Venerdì 17 Marzo 2023 la Palazzina di Caccia di Stupinigi ha inaugurato la “Van Gogh Experience”, mostra multimediale che intende esplorare la vita e le opere del grande artista Vincent Van Gogh grazie al supporto di contributi video, riproduzioni digitali e scenografie interattive. La mostra sarà attiva fino a Domenica 25 Giugno 2023 ed è possibile acquistare i biglietti online a questo link.

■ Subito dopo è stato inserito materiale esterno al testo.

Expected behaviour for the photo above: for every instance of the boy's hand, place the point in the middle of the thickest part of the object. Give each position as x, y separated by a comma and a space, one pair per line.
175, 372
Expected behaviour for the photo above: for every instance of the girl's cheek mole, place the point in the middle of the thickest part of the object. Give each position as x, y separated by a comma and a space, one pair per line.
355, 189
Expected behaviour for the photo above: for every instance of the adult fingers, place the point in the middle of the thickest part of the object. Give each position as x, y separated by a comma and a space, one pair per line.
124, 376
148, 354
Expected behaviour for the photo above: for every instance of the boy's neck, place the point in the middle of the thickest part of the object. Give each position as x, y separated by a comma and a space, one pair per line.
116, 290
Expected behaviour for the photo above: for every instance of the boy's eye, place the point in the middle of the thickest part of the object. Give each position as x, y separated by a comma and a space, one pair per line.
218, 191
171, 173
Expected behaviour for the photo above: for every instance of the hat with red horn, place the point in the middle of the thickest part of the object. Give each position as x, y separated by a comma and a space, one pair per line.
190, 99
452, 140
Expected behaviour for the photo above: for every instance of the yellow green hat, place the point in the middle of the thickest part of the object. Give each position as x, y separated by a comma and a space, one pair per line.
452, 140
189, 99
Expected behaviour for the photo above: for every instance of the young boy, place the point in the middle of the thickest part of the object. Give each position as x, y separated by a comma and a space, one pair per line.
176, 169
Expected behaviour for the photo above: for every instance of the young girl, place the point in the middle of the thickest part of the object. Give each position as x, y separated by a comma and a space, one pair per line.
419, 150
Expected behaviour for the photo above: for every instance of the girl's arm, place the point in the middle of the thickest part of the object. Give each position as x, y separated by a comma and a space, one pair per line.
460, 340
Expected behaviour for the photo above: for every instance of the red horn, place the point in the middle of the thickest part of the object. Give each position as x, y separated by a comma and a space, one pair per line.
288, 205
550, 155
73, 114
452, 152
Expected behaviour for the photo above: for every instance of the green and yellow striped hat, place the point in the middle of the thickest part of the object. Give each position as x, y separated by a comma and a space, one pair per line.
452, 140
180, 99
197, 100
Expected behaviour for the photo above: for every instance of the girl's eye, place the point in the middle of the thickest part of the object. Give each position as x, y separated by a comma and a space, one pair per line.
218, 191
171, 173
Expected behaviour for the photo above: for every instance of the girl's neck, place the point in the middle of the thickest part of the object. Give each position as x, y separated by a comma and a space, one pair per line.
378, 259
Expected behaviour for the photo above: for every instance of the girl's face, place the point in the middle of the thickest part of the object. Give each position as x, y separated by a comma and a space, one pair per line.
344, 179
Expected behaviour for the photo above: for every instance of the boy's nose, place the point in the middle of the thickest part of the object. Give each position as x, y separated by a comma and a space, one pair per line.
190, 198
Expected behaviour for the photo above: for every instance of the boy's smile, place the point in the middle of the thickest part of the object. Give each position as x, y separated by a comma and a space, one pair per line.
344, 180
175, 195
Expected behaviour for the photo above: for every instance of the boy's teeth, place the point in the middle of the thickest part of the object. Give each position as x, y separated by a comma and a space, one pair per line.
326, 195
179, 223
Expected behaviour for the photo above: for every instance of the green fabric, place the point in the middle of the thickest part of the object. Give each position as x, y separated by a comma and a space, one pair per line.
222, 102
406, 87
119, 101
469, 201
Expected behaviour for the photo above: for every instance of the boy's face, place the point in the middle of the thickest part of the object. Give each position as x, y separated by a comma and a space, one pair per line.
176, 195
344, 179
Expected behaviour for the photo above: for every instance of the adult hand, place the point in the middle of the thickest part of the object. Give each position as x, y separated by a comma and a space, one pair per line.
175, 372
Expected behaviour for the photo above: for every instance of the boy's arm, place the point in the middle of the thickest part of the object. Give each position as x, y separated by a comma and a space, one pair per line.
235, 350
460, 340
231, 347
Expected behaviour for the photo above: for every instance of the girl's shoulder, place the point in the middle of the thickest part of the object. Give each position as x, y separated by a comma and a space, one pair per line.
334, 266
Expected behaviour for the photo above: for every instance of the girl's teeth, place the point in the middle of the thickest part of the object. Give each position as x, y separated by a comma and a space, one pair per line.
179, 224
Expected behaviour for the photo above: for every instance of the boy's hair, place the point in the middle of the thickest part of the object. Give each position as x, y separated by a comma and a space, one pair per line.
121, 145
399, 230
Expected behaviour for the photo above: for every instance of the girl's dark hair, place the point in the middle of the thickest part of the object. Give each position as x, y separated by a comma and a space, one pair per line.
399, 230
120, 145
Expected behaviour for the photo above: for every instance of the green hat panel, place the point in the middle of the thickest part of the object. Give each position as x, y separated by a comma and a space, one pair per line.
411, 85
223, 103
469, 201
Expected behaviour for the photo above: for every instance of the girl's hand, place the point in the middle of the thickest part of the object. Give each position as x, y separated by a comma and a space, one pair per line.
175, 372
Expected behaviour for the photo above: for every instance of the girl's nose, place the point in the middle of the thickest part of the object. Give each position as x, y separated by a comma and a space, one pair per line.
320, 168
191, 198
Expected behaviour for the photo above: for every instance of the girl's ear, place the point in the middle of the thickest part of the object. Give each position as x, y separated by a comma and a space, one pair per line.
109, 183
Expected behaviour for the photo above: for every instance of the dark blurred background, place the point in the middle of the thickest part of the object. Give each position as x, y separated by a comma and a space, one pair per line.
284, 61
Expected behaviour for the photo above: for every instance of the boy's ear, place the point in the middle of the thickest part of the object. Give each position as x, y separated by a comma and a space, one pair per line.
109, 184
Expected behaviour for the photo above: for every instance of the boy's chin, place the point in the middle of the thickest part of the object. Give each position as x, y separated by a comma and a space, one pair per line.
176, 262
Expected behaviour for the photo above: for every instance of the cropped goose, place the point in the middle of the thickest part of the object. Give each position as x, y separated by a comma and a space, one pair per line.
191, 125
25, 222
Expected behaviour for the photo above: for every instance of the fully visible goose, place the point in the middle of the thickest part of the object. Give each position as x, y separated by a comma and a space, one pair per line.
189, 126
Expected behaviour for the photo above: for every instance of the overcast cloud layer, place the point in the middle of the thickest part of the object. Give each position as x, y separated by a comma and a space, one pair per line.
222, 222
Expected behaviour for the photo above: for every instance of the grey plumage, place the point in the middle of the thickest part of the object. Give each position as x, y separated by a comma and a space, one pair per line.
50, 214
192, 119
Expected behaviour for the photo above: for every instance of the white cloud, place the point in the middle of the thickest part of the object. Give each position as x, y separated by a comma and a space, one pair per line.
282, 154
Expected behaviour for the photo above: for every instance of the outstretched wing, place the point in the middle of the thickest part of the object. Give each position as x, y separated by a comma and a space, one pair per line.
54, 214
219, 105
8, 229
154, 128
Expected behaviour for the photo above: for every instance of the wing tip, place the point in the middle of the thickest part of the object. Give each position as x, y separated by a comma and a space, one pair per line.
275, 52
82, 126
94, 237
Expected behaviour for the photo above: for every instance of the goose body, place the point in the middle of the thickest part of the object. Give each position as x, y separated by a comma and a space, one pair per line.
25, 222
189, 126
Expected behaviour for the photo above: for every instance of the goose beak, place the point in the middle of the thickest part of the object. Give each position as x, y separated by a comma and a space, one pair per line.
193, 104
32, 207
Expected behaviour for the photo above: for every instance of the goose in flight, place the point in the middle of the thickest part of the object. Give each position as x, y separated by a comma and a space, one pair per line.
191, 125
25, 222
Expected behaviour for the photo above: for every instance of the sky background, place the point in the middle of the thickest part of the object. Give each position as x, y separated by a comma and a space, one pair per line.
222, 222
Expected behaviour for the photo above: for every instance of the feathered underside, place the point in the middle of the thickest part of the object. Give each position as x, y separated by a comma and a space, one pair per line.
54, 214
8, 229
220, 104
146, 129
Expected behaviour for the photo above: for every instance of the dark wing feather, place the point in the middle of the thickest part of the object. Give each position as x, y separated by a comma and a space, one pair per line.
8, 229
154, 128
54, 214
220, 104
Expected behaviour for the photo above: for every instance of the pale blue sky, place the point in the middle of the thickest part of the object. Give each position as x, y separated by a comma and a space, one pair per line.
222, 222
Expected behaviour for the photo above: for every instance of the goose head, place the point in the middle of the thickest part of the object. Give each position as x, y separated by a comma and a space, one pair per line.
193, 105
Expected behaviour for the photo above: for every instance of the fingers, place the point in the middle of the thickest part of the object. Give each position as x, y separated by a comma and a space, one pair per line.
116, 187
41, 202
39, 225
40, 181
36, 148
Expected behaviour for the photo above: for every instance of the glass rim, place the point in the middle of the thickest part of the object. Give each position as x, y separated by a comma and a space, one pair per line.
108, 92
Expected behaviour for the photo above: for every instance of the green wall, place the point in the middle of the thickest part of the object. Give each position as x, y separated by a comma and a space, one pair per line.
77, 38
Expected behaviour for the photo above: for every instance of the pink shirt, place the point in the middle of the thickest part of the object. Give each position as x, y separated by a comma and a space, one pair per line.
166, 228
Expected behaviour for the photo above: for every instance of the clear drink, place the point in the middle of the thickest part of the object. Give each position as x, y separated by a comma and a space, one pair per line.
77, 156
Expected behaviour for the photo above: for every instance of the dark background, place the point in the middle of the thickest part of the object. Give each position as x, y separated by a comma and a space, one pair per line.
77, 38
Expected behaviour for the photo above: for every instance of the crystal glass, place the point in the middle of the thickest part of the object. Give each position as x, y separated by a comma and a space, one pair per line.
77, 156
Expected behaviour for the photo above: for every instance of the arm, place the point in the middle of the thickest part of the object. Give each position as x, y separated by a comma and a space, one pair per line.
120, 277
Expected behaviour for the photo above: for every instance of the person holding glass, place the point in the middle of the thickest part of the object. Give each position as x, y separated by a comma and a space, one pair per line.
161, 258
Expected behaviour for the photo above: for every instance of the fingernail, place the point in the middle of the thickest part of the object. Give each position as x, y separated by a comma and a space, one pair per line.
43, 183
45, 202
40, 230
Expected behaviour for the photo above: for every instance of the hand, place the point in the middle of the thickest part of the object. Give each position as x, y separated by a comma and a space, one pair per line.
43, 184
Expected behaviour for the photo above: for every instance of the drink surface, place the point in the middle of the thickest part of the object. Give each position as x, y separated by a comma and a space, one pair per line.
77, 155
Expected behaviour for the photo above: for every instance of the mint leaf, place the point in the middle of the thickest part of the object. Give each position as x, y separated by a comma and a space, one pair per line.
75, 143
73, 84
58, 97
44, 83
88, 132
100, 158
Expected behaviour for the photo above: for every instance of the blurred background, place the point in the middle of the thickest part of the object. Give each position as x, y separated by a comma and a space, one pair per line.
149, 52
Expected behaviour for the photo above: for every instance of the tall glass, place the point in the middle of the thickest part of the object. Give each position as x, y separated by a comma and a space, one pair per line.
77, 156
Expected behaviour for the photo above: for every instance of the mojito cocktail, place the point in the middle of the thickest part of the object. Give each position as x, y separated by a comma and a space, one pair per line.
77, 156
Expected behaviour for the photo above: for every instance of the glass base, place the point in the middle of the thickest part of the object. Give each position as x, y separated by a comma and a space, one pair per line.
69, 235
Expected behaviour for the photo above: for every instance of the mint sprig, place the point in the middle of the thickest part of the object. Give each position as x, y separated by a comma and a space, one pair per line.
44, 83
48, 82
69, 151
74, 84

Una piccola introduzione biografica
Vincent Willem Van Gogh, nato il 30 Marzo 1853 a Zundert (Paesi Bassi), è stato un pittore e disegnatore Olandese divenuto una vera e propria istituzione nella storia dell’arte grazie alla sua enorme quantità di produzioni artistiche che ottennero, purtroppo, il giusto riconoscimento e ammirazione solo anni dopo la sua prematura morte, avvenuta il 29 Luglio 1890 ad Auvers-sur-Oise (Francia). La storia di Van Gogh colpisce fortemente non solo dal punto di vista artistico, ma anche e soprattutto dal punto di vista personale: la sua vita tormentata, nella sua tragicità, fu fonte di ispirazione per l’artista, che la raffigurò spesso nelle opere. Il rapporto difficile con la famiglia, con le amanti, la malattia mentale, la tenace corrispondenza con il fratello Theo, il suo enorme talento, i tentativi di suicidio, sono tutti elementi fondamentali della vita di quest’uomo.
La mostra
La van Gogh Experience è una mostra multimediale che intende immergere lo spettatore a 360° nella mente dell’artista. All’interno di una location incantevole che è la Palazzina di Caccia di Stupinigi, la mostra è divisa in tre zone principali: un piccolo corridoio segnato in più punti da pannelli con descrizione biografiche, timeline e curiosità; una sala sulle cui quattro pareti, dalla base al soffitto, viene proiettato in loop un contributo video molto suggestivo; e, infine, tre installazioni che riproducono a grandezza umana, o per lo meno richiamano, tre opere dell’artista.
Un parere personale
Sebbene avessi, erroneamente forse, aspettative un po’ diverse, la Van Gogh Experience di Torino è risultata un giusto compromesso fra una mostra fisica, vecchio stampo, e una sua riproduzione digitale, ormai un mezzo comunicativo condivisibile e alla portata di tutti. Nella sua dimensione moderata, contiene in giuste dosi sia di elementi biografici che più sperimentali, che permettono allo spettatore di vivere un’esperienza visiva e sensoriale diversa dalle mostre “classiche”.